Uma das críticas ao funk trata da erotização. O que você acha disso?

Falavam muito lá atrás da menina sem calcinha, mas muitas vezes elas só não querem que a calcinha marque a calça. Eu mesma também não uso e não engravidei (risos). Isso é um ato artístico, não tem nada a ver com permissão.

Olha, é tão chato esse lance. Os homens são o tempo todo invasivos. Uma vez no ônibus, um cara sentado do lado da minha filha, ficava o tempo todo olhando pra ela. Comecei a filmar e ele parou. Eu fico pensando não no baile funk, mas quando ela vai e volta da escola, quando ela tem que pegar ônibus sozinha. Hoje em dia você ouve tantas histórias do homem que fica de pé com a porra do pau para fora.

O que o funk faz de bom que as pessoas deveriam saber?

O estímulo às crianças da comunidade. Eles vislumbram uma oportunidade. Tem tantas meninas fazendo roupa, se oferecendo para me vestir. Antigamente era febre os garotos quererem ser jogador de futebol, hoje eles querem ser um DJ famoso, um Rennan da Penha. O povo tem que saber que o funk é uma luta de oportunidades para todos. É um caldeirão de oportunidades. O baile de favela é resistência, é uma cultura favelada e é a resistência do favelado.

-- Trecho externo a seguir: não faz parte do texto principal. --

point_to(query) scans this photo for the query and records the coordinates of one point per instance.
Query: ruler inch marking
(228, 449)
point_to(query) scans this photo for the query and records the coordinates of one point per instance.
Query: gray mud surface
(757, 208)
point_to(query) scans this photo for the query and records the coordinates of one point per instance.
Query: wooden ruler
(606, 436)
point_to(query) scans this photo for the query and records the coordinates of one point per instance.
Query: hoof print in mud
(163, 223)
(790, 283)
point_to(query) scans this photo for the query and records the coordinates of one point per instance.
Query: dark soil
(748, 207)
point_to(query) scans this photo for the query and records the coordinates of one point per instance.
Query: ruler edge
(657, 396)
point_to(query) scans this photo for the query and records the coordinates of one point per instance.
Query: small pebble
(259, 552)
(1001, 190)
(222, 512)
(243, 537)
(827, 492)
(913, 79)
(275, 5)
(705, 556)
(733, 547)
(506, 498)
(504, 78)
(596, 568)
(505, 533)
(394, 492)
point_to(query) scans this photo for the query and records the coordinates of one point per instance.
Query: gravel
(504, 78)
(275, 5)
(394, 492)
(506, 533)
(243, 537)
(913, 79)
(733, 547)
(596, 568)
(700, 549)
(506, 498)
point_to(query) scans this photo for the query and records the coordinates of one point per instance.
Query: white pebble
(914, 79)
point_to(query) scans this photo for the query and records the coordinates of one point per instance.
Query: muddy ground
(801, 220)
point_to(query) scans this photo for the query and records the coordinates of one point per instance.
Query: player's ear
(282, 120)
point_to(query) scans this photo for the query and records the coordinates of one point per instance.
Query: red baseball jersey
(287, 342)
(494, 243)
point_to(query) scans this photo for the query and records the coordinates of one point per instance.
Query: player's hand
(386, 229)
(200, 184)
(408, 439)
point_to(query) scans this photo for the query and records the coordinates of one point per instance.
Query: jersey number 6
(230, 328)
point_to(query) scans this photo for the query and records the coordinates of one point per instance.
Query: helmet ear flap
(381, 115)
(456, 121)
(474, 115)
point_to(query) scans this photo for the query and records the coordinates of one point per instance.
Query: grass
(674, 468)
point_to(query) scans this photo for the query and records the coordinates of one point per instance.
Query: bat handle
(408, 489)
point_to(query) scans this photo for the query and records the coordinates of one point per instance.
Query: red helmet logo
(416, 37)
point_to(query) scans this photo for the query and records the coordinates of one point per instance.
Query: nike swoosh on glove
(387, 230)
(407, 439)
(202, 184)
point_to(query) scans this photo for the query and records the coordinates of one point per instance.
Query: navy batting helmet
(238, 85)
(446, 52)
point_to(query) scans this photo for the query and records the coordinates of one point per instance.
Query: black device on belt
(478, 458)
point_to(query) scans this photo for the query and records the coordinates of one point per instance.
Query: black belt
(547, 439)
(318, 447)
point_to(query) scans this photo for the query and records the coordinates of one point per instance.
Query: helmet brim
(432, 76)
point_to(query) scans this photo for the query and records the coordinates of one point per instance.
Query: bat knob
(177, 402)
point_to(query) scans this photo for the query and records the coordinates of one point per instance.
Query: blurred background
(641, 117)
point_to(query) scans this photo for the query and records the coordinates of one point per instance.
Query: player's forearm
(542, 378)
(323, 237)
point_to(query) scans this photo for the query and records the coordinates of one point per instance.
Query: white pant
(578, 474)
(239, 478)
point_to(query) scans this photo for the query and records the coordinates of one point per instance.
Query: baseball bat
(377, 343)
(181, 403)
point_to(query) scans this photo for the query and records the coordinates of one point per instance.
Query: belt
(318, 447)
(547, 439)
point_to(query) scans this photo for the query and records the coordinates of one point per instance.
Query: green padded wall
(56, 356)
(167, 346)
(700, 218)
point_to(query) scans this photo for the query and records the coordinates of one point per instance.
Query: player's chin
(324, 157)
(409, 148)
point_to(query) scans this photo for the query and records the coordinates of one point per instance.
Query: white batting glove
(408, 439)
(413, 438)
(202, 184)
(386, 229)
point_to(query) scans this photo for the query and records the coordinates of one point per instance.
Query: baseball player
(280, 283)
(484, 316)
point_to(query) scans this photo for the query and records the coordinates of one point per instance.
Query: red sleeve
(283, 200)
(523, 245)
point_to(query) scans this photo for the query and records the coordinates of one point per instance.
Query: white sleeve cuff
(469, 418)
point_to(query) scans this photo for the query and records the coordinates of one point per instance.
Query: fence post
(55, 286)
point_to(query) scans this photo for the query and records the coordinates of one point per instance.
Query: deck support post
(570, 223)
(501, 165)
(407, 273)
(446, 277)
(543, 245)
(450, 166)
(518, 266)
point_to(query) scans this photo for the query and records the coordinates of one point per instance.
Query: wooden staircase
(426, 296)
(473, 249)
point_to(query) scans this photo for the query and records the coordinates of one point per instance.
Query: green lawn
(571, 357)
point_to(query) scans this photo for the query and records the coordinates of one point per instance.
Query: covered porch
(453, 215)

E o que o funk replica que você não gostaria de ver replicado?

O negativo do funk é o governo não abraçar a cultura. Eu tenho certeza que a maioria vai ao baile para buscar algo positivo, para dançar, para conhecer alguém, para dizer que estava na favela tal que o governo tanto discrimina.

Revendo sua trajetória, sua vida foi mais difícil por ser mulher no funk?

Não vejo assim, não. Eu sou que nem Pagu, mais macho que muito homem por aí.